The woman kept murmuring as she gripped Miley. The bed dampened underneath them. Miley hadn’t replaced her incontinence pants and now the bed was wet. She jumped up before the wetness soaked through her leggings.
‘Jackie. Damn it!’ The woman rocked back and forth and waved her arms about. Miley kneeled in front of her. ‘I’m sorry.’ The woman looked away. Jackie didn’t mean anything. The grip of her hand had just been random. She wished that, only for a minute, Jackie would acknowledge who she was. They could be friends. They were friends but they never had a conversation like friends did, not like her and Stacey. She missed Stacey, their slide and bunking off school.
As she stood, she almost toppled over. The shakes were getting the better of her. She needed some medicine soon. She needed a hug, some reassurance. Leaning over, she embraced Jackie. The woman didn’t flinch, pull away or respond. ‘Please can you hug me, Jackie?’ The woman began to rock until Miley let go. Tears ran down her cheek. It was just a hug. She wanted a hug off the only friend she had left but that friend didn’t even acknowledge her. She grabbed the knitted doll from the bedside table. The thing had seen better days with its faded colours and its one button eye. She threw it back on the table as she felt the room make a sideward shift, causing her to lose her balance and sway a little.
Her stomach kept turning. She needed air. Stumbling to the window, she opened the small catch at the top and the faintest of warm breezes came in through the inch that the window would open. She rattled the main window but, as usual, it was locked. Body crumpling at the middle, she slid down the glass and sat on the ledge. She couldn’t do this job alone. Miley fiddled with the little friendship bracelet that a special friend had made for her and she twisted it around her skinny wrist.

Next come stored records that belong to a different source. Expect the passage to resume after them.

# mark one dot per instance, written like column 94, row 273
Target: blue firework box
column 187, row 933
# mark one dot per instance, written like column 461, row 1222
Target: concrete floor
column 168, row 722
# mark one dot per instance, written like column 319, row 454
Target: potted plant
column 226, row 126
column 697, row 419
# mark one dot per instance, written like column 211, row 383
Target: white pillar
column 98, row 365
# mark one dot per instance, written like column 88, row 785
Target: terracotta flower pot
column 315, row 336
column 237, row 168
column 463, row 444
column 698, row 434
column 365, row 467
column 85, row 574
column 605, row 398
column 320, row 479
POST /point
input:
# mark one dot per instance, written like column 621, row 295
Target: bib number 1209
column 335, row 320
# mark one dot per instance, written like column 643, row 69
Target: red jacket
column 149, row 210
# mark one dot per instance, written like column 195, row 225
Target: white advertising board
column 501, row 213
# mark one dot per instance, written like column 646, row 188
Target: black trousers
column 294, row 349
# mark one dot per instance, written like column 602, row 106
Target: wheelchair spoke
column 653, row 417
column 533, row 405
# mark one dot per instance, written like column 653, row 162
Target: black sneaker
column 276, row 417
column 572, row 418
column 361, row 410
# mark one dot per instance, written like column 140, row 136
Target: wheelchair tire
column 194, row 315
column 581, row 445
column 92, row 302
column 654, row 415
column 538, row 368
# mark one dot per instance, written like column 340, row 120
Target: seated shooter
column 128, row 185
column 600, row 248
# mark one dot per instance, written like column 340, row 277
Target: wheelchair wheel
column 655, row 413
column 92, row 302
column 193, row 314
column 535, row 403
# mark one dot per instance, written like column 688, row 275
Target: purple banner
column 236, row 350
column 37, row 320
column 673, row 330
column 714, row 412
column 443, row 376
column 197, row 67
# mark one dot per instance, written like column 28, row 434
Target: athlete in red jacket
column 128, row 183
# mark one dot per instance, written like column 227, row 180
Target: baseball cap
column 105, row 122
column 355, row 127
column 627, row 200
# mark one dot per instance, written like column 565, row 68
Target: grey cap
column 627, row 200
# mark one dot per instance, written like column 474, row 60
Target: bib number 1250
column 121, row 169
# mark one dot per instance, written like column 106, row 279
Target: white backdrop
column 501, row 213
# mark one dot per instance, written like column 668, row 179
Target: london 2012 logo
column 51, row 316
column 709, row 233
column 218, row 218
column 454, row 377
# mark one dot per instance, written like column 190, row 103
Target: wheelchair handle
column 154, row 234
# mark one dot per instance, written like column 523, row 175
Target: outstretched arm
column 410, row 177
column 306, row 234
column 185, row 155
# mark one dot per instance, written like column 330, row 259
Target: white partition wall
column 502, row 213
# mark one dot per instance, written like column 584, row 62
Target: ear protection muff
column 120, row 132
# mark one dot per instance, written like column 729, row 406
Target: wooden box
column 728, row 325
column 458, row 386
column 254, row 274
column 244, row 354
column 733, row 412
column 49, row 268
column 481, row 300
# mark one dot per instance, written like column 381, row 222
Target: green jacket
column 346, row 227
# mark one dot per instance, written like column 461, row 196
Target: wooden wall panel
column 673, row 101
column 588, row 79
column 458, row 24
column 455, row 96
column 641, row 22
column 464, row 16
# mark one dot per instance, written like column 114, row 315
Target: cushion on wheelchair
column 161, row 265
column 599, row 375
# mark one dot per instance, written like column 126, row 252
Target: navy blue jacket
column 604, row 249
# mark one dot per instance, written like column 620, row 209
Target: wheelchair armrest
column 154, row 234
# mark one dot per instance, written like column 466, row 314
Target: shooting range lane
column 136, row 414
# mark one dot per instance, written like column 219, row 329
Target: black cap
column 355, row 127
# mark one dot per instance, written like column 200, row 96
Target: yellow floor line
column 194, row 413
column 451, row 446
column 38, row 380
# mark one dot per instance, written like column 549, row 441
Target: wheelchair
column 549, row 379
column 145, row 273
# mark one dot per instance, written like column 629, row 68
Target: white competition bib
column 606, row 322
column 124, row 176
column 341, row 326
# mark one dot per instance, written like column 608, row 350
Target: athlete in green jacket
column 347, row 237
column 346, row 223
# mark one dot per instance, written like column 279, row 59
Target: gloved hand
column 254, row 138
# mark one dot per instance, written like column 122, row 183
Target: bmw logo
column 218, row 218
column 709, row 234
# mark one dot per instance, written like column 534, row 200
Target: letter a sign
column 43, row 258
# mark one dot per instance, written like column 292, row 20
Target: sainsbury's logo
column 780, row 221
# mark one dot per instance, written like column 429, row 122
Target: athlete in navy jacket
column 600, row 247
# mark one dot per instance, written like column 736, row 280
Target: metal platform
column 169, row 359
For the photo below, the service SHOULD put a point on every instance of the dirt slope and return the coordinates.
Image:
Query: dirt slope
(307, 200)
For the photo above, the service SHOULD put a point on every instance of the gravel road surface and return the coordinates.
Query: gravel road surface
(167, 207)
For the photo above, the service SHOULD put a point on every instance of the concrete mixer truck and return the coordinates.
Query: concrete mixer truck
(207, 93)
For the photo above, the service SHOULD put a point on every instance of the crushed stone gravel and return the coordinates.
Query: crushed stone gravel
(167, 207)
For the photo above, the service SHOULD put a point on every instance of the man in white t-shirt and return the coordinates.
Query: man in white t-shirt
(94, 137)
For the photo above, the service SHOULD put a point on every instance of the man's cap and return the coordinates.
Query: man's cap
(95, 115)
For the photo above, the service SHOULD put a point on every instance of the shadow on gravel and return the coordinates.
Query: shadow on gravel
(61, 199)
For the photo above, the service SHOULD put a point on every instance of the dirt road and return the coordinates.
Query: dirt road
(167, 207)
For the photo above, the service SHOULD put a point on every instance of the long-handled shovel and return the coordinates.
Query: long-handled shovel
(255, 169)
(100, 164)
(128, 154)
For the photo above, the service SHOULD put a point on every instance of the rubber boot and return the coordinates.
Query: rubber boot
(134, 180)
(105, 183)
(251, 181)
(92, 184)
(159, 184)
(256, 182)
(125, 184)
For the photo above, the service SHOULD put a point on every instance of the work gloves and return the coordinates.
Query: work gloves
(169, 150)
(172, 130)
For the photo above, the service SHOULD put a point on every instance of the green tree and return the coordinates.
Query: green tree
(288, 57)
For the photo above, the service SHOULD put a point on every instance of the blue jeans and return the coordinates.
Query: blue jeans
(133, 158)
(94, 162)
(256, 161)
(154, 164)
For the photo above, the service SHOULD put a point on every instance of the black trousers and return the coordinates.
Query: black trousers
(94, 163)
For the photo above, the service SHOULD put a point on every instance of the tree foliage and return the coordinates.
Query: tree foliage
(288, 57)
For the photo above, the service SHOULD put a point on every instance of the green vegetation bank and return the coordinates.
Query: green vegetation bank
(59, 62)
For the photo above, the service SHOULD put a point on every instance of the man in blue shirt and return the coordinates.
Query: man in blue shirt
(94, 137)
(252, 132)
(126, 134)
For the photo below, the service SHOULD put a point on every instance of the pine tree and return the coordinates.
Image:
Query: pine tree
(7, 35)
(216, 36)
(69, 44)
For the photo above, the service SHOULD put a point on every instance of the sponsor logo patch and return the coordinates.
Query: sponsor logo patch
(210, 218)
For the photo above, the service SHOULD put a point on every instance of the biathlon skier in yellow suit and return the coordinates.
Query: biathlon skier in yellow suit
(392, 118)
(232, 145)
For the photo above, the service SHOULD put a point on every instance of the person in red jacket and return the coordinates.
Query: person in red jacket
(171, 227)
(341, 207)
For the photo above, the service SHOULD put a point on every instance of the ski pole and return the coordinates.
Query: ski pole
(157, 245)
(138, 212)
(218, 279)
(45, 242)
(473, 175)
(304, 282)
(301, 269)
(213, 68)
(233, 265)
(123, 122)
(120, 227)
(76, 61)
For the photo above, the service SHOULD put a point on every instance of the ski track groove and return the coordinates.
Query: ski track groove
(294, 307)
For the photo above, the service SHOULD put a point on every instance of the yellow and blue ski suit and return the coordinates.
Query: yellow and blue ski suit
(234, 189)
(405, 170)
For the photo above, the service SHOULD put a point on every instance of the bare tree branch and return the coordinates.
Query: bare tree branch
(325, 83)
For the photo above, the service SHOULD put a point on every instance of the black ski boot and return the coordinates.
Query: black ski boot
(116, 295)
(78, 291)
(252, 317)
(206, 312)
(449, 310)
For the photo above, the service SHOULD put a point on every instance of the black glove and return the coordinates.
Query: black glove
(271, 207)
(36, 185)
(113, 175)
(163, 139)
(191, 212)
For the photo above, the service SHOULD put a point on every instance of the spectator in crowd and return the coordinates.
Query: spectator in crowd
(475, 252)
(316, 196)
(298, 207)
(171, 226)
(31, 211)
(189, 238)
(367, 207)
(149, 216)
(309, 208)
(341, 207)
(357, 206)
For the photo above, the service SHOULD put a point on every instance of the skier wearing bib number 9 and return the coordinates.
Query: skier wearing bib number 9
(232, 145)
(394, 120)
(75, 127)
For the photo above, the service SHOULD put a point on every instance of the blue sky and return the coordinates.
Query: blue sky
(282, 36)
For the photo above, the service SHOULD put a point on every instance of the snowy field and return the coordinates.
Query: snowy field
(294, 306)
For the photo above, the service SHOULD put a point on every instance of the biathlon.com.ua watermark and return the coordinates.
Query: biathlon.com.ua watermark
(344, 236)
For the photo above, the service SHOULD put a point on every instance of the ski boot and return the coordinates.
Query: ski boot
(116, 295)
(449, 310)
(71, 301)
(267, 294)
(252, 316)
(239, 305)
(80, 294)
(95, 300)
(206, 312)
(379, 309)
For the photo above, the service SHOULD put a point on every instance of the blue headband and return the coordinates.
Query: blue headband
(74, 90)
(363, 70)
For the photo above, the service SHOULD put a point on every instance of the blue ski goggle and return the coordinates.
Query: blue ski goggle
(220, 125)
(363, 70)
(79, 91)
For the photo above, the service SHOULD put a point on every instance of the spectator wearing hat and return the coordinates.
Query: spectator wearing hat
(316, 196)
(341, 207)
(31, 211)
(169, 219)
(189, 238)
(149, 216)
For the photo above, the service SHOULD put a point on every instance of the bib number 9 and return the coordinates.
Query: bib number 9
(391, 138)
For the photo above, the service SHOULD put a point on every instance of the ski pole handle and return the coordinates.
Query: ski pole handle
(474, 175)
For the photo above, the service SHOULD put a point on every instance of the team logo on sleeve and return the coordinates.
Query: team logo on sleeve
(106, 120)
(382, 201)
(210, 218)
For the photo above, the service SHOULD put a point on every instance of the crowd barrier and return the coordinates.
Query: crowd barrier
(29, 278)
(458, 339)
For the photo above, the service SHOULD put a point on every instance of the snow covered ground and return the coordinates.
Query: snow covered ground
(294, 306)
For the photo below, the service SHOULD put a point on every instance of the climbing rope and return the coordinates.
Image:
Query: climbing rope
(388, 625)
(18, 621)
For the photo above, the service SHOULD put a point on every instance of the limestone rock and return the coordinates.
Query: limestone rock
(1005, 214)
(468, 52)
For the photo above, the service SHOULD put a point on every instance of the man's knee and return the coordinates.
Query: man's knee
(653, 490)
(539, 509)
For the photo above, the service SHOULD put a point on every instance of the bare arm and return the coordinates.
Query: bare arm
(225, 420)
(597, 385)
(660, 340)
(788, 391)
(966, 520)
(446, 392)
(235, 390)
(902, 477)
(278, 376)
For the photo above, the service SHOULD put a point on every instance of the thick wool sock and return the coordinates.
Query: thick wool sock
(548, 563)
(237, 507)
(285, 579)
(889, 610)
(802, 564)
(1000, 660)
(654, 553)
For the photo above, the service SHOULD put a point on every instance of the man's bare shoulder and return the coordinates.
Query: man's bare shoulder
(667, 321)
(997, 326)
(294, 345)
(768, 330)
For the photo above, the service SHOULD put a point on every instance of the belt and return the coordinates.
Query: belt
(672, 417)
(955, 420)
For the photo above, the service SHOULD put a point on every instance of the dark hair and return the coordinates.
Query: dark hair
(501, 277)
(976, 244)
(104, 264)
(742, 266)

She needed a lie-down. After she’d had a few minutes to ease her discomfort, she’d bring Jackie some food. The other boss always left their meals at the top of the stairs. Miley staggered across the landing with the filthy bucket of water and stopped. The porridge was on the top step, as it always was. Two bowls, one for her, one for Jackie. She placed the bucket down and slid the bowls out of the way.
Taking one shaky step at a time, she eventually made it to the door at the bottom of the stairs. As she reached out to turn the handle, her trembling knuckles scraped the coarse wooden door, missing the handle completely. ‘Try again, idiot.’
After a few attempts, her hand finally made contact with the handle. She turned and pushed, but it too was locked. It was always locked. The boss said it was to keep Jackie safe. Miley wanted to go for a walk in the fields outside, to smell the grass, just for an hour. That wasn’t going to happen today. It didn’t happen any day, despite her asking.
She gazed back up the stairs and closed her eyes. Through blurred vision, the stairs looked as though they were moving, like an escalator. Maybe it was the hideous brown swirly carpet, the pattern was confusing her eyes. She bent down and felt the stairs. They were still. It was definitely her mind playing tricks on her again. She crawled back up, using her hands until she reached the top. Porridge. Jackie needed her breakfast.